STATEMENT OF JURISDICTION
¶ 2 The Fort Peck Appellate Court may review final orders from the Fort Peck Tribal Court. 2 CCOJ § 202. The Judgment of Conviction is a final order for purposes of review.
STANDARD OF REVIEW
¶ 3 This Court reviews de novo all determinations of the lower court on matters of law, but shall not set aside any factual determinations of the Tribal Court if such determinations are supported by substantial evidence. However, in order to raise contested issues of fact on appeal it must be demonstrated that the issue was raised to the trial court to permit it to address the issue first.
ISSUES
1. Did the Tribal Court err when it denied the Appellant’s motion in limine to exclude evidence that may be contracted by evidence obtained by the FBI in its federal investigation of the matter?
2. Did the Tribal Court err by finding sufficient evidence to find the Appellant guilty of manslaughter
3. Did the Tribal Court err by finding the Tribes proved the Appellant’s Indian status beyond a reasonable doubt?
DISCUSSION
¶ 4 The Court first addresses the alleged Brady violation by the Tribes allegedly not producing the notes from the FBI interviews of witnesses. This Court notes that in Brady v. Maryland, 373 U.S. 83, 83 S.Ct. 1194, 10 L.Ed.2d 215 (1963) the United States Supreme Court held that it is violative of the due process rights of criminal defendants to a fair trial for the government to withhold potentially exculpatory evidence that the government possesses.
¶ 5 This Court recognizes the difficulties in obtaining cooperation from the federal government in cases in which the Tribes and Federal Government exercise concurrent jurisdiction. However, the Tribes have the ability to prosecute a case when they have sufficient evidence to meet their burden of proof, regardless of the inability to obtain information in the custody of the Federal Government. See Larson v. Fort Peck Tribes, APP 853 (August 17, 2023). The key ingredient lacking in this case is proof that the Tribes possessed the FBI interview summaries or notes as Brady does not compel the government to seek evidence from another governmental entity that it does not possess, especially when that other entity is the FBI, an agency that is notorious for quarantining its evidence during a criminal investigation. The information submitted by Appellant contains a letter from the Fort Peck Criminal Investigations Department which indicates that the Tribes did not have access to nor authority to release any interviews that were conducted or in in the possession of the FBI. See Notice of Appeal, Exhibit A, p.21.
¶ 6 The Appellant filed a motion in limine to restrict the Tribes from using evidence that could potentially be contradicted by the notes and interviews of the FBI without knowing whether the FBI evidence did contradict the evidence that was presented at the trial. The trial Judge denied the motion as it was based upon speculation that the FBI may have elicited evidence and witness statements that were indicative of the Appellant’s innocence.
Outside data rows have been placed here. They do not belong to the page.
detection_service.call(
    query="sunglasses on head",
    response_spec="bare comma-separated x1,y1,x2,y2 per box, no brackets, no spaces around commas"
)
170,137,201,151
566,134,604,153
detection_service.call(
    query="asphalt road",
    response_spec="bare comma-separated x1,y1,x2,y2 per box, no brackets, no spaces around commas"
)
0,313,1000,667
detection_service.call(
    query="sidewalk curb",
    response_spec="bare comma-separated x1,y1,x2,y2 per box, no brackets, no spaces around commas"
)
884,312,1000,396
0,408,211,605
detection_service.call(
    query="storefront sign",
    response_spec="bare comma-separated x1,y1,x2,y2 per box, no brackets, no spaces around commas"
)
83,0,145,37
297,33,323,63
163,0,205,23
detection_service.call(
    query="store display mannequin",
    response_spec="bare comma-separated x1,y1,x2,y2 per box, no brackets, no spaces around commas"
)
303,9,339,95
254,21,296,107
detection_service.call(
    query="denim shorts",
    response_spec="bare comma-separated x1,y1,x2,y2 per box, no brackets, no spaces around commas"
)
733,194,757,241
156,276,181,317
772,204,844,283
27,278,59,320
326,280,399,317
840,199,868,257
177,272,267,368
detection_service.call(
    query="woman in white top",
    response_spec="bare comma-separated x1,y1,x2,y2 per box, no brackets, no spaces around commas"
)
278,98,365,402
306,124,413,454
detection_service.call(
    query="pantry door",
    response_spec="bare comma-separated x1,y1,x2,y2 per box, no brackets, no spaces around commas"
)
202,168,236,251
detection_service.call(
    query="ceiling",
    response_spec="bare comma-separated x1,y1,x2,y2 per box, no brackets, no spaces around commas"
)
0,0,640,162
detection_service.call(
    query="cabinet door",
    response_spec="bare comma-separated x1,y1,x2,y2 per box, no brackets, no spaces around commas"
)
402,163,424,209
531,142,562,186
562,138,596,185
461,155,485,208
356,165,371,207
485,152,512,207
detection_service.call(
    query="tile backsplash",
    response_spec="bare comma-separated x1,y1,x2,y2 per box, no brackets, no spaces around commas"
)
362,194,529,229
There was no proof however that the Tribes had possession of such evidence and failed to provide it to the Appellant. The Appellant was provided all evidence the Tribes had in its possession prior to trial, and nothing precluded the Appellant from attempting to elicit evidence from the FBI agents who were conducting a concurrent investigation. The Appellant could also provide this issue to the trier of fact to consider when weighing the evidence, as suggested by this Court in Larson. This Court thus finds that the lower court did not err in denying the motion in limine.
¶ 7 The Appellant also argues that there was insufficient evidence presented to the trial Judge to sustain the guilty verdict for manslaughter and that the Judge erred in allegedly relying exclusively on witness testimony rather than also considering the stipulated exhibits including the autopsy and accident reports.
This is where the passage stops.